Passion Play in Kolkata
Image: Ronny Roy for Forbes India
t all began with a kick of the ball. In 1877, when Calcutta was still capital of British India, 10-year-old Nagendra Prasad Sarbadhikari was mesmerised by a ball game being played by Europeans in the vast open grounds in the heart of the city. He descended from the carriage taking his mother to the riverfront and watched from the sidelines. At some point, when the ball rolled over to him, Nagendra Prasad picked it up and, on being encouraged by a European player, kicked it back to the playing arena. That, it is said — if apocryphally — was the first time an Indian kicked a football. The Indian, it so happened, was also a Bengali.
Widely regarded as the father of Indian football, Nagendra Prasad went on to set up a string of football clubs in Calcutta. Gradually, a clutch of native Bengali clubs led or patronised by Nagendra Prasad – Boys Sporting, Friends, Presidency, Wellington and Sovabazar – began to challenge the British monopoly of the field.
Then came the triumphs. Sovabazar Club opened the native account with a stunning 2-1 win over the East Surrey Regiment in the Trades Cup of 1892. A year later, Fort William Arsenal — a team made up of Indian workers — won the Coochbehar Cup. The feat would be repeated by Mohun Bagan club (established in 1889) in 1904 and 1905; in 1905, they would also win the Gladstone Cup. Between 1906 and 1908, Mohun Bagan would pull off a hattrick of victories at the British-instituted Trades Cup. The victories cemented the relationship of Bengalis with football, based on the belief that, on the field, the Bengalis could better the British.
The stage was thus set for the ultimate assault. When Mohun Bagan lifted the IFA Shield in 1911 beating the all-British East Yorkshire Regiment in the final after overpowering four other British teams, the victory transformed football’s status in Kolkata, notes Boria Majumdar, sports scholar and author of Goalless: The Story of a Unique Footballing Nation, “from a relatively insignificant leisure pastime to an important cultural institution with redefined socio-political meanings”.
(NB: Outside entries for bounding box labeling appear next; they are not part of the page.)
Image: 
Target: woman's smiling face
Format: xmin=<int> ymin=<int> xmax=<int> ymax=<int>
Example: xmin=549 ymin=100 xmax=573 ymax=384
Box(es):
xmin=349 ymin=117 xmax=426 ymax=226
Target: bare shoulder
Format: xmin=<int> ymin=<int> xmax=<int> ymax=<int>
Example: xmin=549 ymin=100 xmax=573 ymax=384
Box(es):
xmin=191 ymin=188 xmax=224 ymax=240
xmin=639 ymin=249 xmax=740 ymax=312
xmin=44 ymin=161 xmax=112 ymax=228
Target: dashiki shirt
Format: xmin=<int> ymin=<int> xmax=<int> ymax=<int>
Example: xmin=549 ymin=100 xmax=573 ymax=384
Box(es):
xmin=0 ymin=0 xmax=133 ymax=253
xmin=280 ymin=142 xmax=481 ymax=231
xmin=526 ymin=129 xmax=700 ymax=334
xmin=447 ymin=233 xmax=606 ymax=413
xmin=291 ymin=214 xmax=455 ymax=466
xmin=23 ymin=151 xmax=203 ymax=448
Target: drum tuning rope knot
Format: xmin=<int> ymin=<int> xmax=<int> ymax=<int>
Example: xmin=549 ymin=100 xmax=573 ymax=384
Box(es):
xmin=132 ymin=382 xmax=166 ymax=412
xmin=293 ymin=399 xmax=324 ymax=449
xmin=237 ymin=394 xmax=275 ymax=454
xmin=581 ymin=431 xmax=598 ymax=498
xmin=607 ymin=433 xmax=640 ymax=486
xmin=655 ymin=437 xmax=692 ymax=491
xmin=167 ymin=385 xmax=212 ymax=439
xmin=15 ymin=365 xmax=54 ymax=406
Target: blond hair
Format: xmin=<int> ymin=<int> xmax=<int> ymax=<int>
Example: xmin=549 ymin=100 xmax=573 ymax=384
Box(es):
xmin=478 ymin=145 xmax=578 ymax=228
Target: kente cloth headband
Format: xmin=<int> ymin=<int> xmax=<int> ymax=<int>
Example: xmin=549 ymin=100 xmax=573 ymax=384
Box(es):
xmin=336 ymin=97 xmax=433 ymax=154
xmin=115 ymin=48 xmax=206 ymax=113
For Indians of the era, there was no sporting moment more significant than Mohun Bagan’s 1911 triumph, especially as it played out in the backdrop of the 1905 partition of Bengal and the decision to move the capital from Calcutta to Delhi. “It galvanised Bengalis like never before and fuelled their nationalistic pride. Football was seen as a powerful tool against the British,” says former India football captain P.K. Banerjee. After Mohun Bagan’s 1911 IFA Shield victory – the centenary of which is being celebrated this year – football found a permanent space in the Bengali imagination, Banerjee adds.
As a player, Banerjee was an important member of the Indian side that won gold in the 1962 Jakarta Asian Games and the 1956 Melbourne Olympics, when India reached the semifinal, a first for an Asian team. Despite being a local boy, Banerjee spent only one year in Mohun Bagan and never played for East Bengal, the other Kolkata giant: For most of his career, he represented Eastern Railway. “I had an insatiable hunger for football,” Banerjee explains the lacuna somewhat obliquely. “It wasn’t necessary for me to play for the big two clubs.”
So it seems a bit of an overstatement when an East Bengal club official declares that “if one is a Bengali, one has to either support Mohun Bagan or East Bengal”. Banerjee isn’t alone in his pure devotion to the game; nor is it an anachronistic emotion.
A day before a crucial I-League match between the two traditional Kolkata rivals, I bump into Sanjay Mazumdar at the East Bengal grounds. One of a handful of spectators for a Aryan-BNR local league match, Mazumdar has his eye on the ball and his heart with BNR. It is a team he once represented and in which he has invested his support for life. He knows (former Indian football stars) “Balaram and Appalaraju went on to play for the nation after representing BNR” but can’t remember when BNR last topped the Calcutta League or even came close. Yet, his support for BNR is unstinting and unconditional.
As he speaks, a cheer rings out from the northern end of the field: BNR has scored. Mazumdar looks distraught at having missed the goalmouth action. “I think Asim scored,” he mutters. “Now they should go for a 4-2-4 formation.”
Then, dragging his attention away from the field, he says, “I come from a poor family. As a child, I dreamt of being a footballer, not only because I loved the game but also because I’d be able to get a Railways job in the sports quota.”